Among the conclusions drawn at the end of the assembly was that “the future of mechanization is bound up with the widespread use of advanced technologies, with special reference to mecatronics, at the service of organic farming and high productivity in which the role of mechanization will weigh in decisively.” The second initiative was The Solidarity Project sponsored by the Caritas charity organization which brought to Bologna machinery and equipment donated by 60 associated companies for delivery to the ambassadors of Bosnia and Kenya to mark the fiftieth anniversary of the foundation of the association.

Innovation is still a cardinal point for the review and the New Techniques Competition promoted by Unacoma for these occasions provides an important opportunity for all the exhibiting companies to attain authoritative certification of their commitment to research and capacities to apply the newest technologies in electronics, information technologies and robotics. Since 1986, when the competition was created, to 1999 more than 200 machines and pieces of equipment

come away with New Techniques awards.

In the area of research, a great exhibition was set up in 1992 in the foyer of the Palazzo dei Congressi di Bologna dedicated to Research in Europe in the field of agricultural, zootechnics and groundskeeping mechanization with 88 illustrated posters presented by 24 European institutes belonging to the ECCLUB of advanced mechanical engineering for agriculture to provide a unified view of the results achieved through technical and scientific cooperation in the sector at the continental level.

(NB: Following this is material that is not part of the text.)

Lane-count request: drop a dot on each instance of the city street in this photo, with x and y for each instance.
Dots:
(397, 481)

The 1990 to 1999 editions also provided the stage for the annual meetings of the Club of Bologna, the international organization of academics in the sector sponsored by Unacoma who take up mechanization strategies at the world level. Among the issues the club dealt with over this period were mechanization for safeguarding the environment, the role of electronics in systems for supporting decision making on new mechanization, new machinery for improving the efficiency of various operations in the field and the development of technologies for a more appropriate distribution of production factors.

Due to problems of scheduling linked to holidays in early November, from 1993 and in the ten years following Eima was often held from Saturday to Wednesday, as opposed to the tradition run from Wednesday to Saturday, with entry for businesspeople only on the final two days. 

Aside from the many new features unveiled in the trade fair setting, there were highly successful returns over those years of exhibitions of vintage agricultural machinery organized with the cooperation of the major national associations of agri-mechanical collectors. The first of these events would be the 1992 display The Future has an Antique Heart put on with the cooperation of GAMAE, the Vintage Agriculture Machinery Group, with 24 machines dating back to the beginning of the nineteenth century to the 1930s and '40s up for viewing.  

One of the more colorful events associated with the trade fair came along for the 1990 Eima when Italian farmers and institutional representatives set up a picket line at the entrances to use the event as an amplifier for their protest against cuts in European Community farm subsidies resulting from the outcome of GATT, General Agreement on Tariffs and Trade, negotiations when the United State, Canada and developing countries were intransigent on the elimination of agricultural production support.

Over the years the Eima catalogues have been expanded to keep pace with the exposition and became invaluable testimony to the history of the mechanization exposition. Within these pages there is always a presentation of the Eima covered, including general information and organizational details along with great thanks extended to the exhibitors and visitors for their participation and making Eima great.